Weeks after the state secured its first conviction under a new revenge porn law, a California Highway Patrol officer pled no contest to felony charges over duplicating and sharing intimate photos found on the phones of women in his custody—and got three years’ probation.
Sean Harrington, who resigned from the force when the charges were filed last October, had illegally searched the phones of two “Jane Does” he’d pulled over on the job. In at least one instance, while making a DUI stop with his partner, he had to ask the suspect for her password. She later discovered that photos of herself and a female friend in “various stages of undress” had been sent from her device to a number she didn’t recognize: Harrington’s.
Harrington texted such images to fellow officers and referred to the criminal scheme as a “game,” the San Francisco Chronicle reported last year. Any charges against both his known victims have since been dropped. Along with probation and a 180-day suspended sentence, he’s been ordered to “speak at a community violence solutions class” about his actions.
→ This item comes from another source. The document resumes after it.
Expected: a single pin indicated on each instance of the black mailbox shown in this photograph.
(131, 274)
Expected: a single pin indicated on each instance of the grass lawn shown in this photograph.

Interestingly, Harrington wasn’t prosecuted under the revenge porn law, which refers to the the intention of causing “emotional distress,” but for “theft and copying of computer data.” In a statement after his court appearance Tuesday, he said, “I apologize to my family, my wife, my friends. I apologize to officers everywhere, [and] especially to the two women involved.”
A CHP spokesman, meanwhile, brushed aside concerns about unconstitutional, unlawful, and unethical conduct by claiming simple dissociation. “The CHP has no comments or positions regarding the disposition of Mr. Harrington’s case, as he is no longer a member of our Department,” Officer Daniel Hill told Ars Technica.